Я прыгнула сквозь огненное кольцо, ощутив первобытный всепоглощающий жар, мгновение растянулось вечностью, между двумя ударами сердца могли вместиться годы, века, тысячелетия. У меня не осталось тела, имени, мыслей, я вся стала огнем. Я смотрела в пульсирующую бездну, бездна смотрела на меня и стала бездною, пульсировала, пылала.

Дверь камеры за спиной рухнула, я повернулась на звук, камея соскользнула с шеи, расколовшись о камень, звякнули навские браслеты Эльдара, рассыпались бесполезным крошевом. С кончиков моих пальцев сорвался сноп искр. Будем драться!

– Серафима? – В камеру влетел Зорин.

Мамаев дернулся в моих объятиях, рассыпая прахом оковы, и рухнул нам под ноги.

– У него рана в животе! – крикнула я Ивану.

– Сейчас. – Он зачем-то обхватил мне ладонями шею и замер.

Я опустила взгляд вниз, на запястьях Мамаева вовсе не было кожи, будто навские браслеты растворили ее под собою, обнажив мясо. У меня с шеей та же история?

– Сейчас, – шептал Иван и потащил меня в сторону, освобождая дорогу к Эльдару для Крестовского.

Тот волховал на ходу, простер руки, бросил аркан.

Шею щекотно холодило, я хихикнула, дернулась, цепь на руках забренчала.

– Ты пьяна? – спросил Зорин строго.

– И на этот раз я ни при чем, – сообщил Эльдар Давидович, опираясь на плечо Крестовского. – Более того, дружище, я тоже пьян стараниями сей особы.
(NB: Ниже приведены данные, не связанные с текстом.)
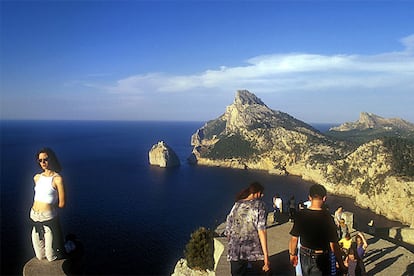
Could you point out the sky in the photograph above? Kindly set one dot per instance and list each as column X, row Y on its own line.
column 184, row 60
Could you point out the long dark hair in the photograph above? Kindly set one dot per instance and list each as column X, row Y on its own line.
column 252, row 189
column 53, row 162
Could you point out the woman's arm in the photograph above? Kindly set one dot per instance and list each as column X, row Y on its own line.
column 58, row 181
column 293, row 250
column 363, row 240
column 263, row 242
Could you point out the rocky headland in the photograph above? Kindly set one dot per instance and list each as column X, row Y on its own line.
column 163, row 156
column 378, row 171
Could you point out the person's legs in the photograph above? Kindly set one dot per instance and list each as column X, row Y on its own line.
column 49, row 251
column 238, row 268
column 38, row 245
column 43, row 245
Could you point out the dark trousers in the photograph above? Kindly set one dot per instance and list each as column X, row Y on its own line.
column 243, row 267
column 315, row 264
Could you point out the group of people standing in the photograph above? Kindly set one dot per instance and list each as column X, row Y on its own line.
column 318, row 250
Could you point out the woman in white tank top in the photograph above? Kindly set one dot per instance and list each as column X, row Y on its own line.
column 49, row 196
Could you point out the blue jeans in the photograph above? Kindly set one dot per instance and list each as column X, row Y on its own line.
column 315, row 264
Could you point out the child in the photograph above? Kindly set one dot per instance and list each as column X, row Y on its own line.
column 351, row 262
column 345, row 243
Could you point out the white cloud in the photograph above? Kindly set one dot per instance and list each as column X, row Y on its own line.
column 287, row 72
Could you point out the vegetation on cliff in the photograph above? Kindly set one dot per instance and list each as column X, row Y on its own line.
column 199, row 252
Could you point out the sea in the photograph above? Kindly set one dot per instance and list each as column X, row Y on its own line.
column 132, row 218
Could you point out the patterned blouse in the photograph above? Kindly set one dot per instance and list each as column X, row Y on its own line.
column 245, row 219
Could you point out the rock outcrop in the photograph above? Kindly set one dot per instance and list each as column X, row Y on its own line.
column 162, row 155
column 249, row 135
column 372, row 121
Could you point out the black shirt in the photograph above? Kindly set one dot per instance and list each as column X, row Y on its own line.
column 316, row 229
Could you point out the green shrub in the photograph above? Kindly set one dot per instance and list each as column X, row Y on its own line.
column 199, row 252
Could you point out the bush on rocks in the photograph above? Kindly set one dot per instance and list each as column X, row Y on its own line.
column 199, row 252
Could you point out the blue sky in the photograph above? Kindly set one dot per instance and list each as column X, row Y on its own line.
column 319, row 61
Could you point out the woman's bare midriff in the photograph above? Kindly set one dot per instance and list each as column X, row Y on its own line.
column 41, row 206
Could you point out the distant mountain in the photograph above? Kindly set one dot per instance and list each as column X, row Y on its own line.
column 370, row 126
column 250, row 135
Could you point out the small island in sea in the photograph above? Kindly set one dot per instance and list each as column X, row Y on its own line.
column 371, row 160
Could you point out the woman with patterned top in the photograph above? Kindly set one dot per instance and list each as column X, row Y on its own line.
column 246, row 232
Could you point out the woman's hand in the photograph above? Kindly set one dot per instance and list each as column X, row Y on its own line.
column 294, row 260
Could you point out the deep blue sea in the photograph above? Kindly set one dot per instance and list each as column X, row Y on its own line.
column 132, row 218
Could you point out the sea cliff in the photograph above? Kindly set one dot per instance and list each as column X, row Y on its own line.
column 378, row 173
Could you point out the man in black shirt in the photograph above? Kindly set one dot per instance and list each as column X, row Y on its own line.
column 318, row 237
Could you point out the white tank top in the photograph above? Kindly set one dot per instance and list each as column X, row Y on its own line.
column 44, row 191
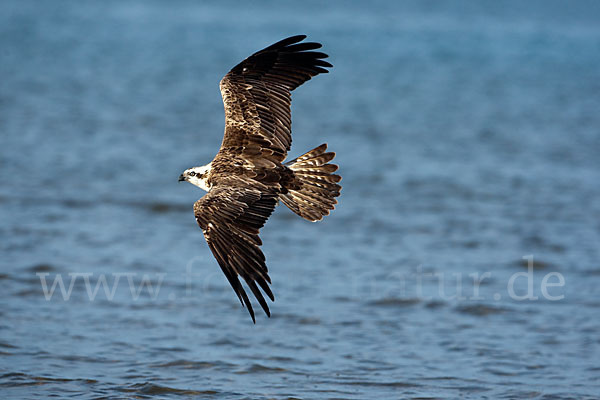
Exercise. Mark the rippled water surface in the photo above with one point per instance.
(468, 138)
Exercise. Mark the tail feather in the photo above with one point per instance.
(315, 187)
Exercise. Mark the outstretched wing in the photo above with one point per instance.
(230, 217)
(257, 99)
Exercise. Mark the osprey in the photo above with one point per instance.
(248, 176)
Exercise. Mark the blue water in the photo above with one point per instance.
(468, 138)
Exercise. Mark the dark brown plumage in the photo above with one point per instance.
(247, 178)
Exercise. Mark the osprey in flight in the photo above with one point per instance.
(248, 176)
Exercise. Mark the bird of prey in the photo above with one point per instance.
(248, 176)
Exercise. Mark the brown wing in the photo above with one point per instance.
(256, 95)
(230, 217)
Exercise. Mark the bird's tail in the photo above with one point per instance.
(313, 192)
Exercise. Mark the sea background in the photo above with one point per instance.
(467, 134)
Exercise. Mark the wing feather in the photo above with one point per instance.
(257, 96)
(230, 217)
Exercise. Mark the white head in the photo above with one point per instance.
(197, 176)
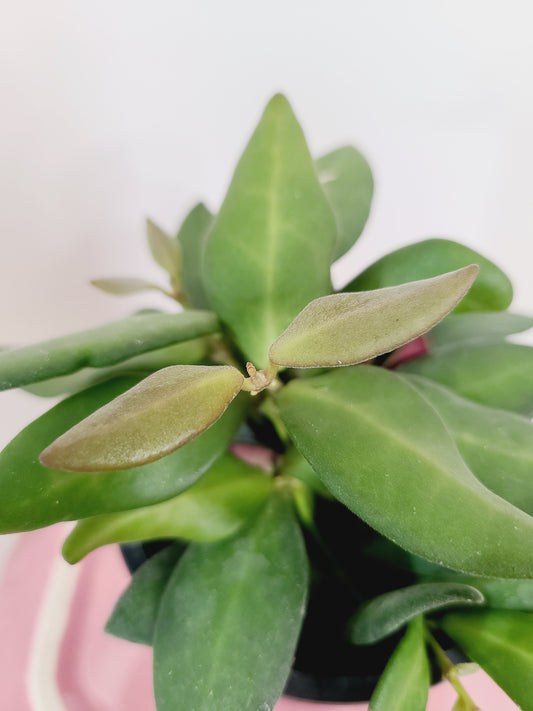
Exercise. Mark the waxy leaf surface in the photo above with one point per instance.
(501, 642)
(135, 613)
(492, 290)
(343, 329)
(494, 374)
(347, 181)
(160, 414)
(383, 451)
(216, 506)
(35, 496)
(101, 346)
(404, 685)
(230, 617)
(269, 251)
(389, 612)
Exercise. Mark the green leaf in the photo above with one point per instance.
(494, 374)
(191, 237)
(383, 451)
(230, 617)
(154, 418)
(476, 327)
(497, 445)
(216, 506)
(344, 329)
(404, 685)
(386, 614)
(135, 613)
(101, 346)
(491, 292)
(34, 496)
(347, 181)
(501, 642)
(269, 251)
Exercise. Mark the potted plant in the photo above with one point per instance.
(342, 479)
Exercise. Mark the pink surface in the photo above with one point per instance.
(97, 672)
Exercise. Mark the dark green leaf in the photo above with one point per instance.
(134, 616)
(383, 451)
(226, 496)
(269, 251)
(494, 374)
(404, 685)
(230, 618)
(34, 496)
(491, 292)
(501, 642)
(192, 237)
(101, 346)
(347, 181)
(387, 613)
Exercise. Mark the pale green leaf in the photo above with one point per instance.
(160, 414)
(343, 329)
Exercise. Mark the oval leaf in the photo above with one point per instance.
(101, 346)
(344, 329)
(274, 235)
(383, 451)
(35, 496)
(497, 374)
(491, 292)
(501, 642)
(163, 412)
(216, 506)
(404, 685)
(386, 614)
(347, 181)
(230, 617)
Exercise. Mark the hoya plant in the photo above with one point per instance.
(342, 479)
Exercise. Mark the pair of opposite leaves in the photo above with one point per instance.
(172, 406)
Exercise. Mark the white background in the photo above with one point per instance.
(112, 111)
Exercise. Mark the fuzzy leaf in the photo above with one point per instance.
(343, 329)
(101, 346)
(404, 685)
(383, 451)
(269, 251)
(34, 496)
(386, 614)
(230, 617)
(494, 374)
(501, 642)
(135, 613)
(347, 181)
(216, 506)
(160, 414)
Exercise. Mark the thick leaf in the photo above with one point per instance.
(135, 613)
(404, 685)
(343, 329)
(101, 346)
(491, 292)
(230, 618)
(475, 327)
(494, 374)
(497, 445)
(269, 251)
(386, 614)
(347, 181)
(216, 506)
(383, 451)
(160, 414)
(192, 237)
(501, 642)
(34, 496)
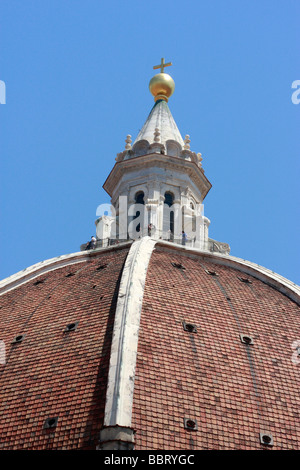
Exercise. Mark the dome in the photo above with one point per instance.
(206, 344)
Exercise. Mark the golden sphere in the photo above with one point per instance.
(162, 86)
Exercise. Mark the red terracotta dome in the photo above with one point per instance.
(151, 344)
(214, 356)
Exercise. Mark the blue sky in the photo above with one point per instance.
(77, 74)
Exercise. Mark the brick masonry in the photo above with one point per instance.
(233, 390)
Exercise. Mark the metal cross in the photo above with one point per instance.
(162, 65)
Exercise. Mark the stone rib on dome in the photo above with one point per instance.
(160, 117)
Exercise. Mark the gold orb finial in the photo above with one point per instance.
(162, 85)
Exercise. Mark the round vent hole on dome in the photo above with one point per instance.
(266, 439)
(246, 280)
(71, 327)
(189, 327)
(178, 266)
(102, 266)
(190, 424)
(211, 273)
(246, 339)
(40, 281)
(18, 339)
(50, 423)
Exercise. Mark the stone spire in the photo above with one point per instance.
(160, 118)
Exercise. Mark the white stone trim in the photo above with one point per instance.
(119, 396)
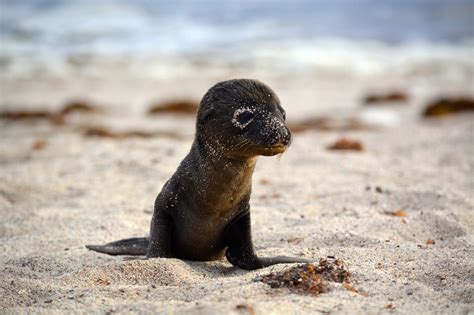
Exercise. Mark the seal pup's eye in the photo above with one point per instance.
(243, 117)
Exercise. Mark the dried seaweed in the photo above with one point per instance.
(311, 278)
(386, 98)
(327, 124)
(346, 144)
(102, 132)
(175, 107)
(446, 106)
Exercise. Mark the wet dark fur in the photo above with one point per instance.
(203, 211)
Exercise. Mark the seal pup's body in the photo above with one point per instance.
(203, 211)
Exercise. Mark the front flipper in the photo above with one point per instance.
(160, 235)
(136, 246)
(240, 250)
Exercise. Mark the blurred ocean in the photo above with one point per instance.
(157, 39)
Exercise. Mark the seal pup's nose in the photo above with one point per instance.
(285, 136)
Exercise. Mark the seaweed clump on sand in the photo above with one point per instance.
(346, 144)
(311, 279)
(322, 123)
(389, 97)
(446, 106)
(55, 117)
(175, 107)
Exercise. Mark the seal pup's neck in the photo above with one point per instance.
(224, 179)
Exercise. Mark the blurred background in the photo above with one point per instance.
(130, 53)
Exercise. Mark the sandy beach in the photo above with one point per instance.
(97, 110)
(60, 190)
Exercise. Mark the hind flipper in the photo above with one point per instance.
(240, 250)
(136, 246)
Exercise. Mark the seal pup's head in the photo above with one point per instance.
(242, 118)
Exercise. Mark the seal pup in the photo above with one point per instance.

Опоили Эльдарушку коварно и насильно.

– Уходим. – Крестовский потащил чародея к выходу. – Иван, мороком каким прикрой, пока Попович из револьвера не принялась палить.

Зорин взял мои запястья, отпустил, кандалы упали.

– Идти можешь?

Я гордо кивнула и, прихватив с нар ридикюль, промаршировала к выходу. Охраны наверху не оказалось. Никем не остановленные, мы пересекли внутренний двор, у крайних хозяйственных построек обнаружилась калитка черного хода, за ней в переулке ожидала нас карета с надворной советницей Попович на облучке.

– Не нашумели? – строго спросила она Ивана. – Быстрее, это тупик, выезд только на площадь, нам нужно убраться раньше, чем челядь заметит вторжение.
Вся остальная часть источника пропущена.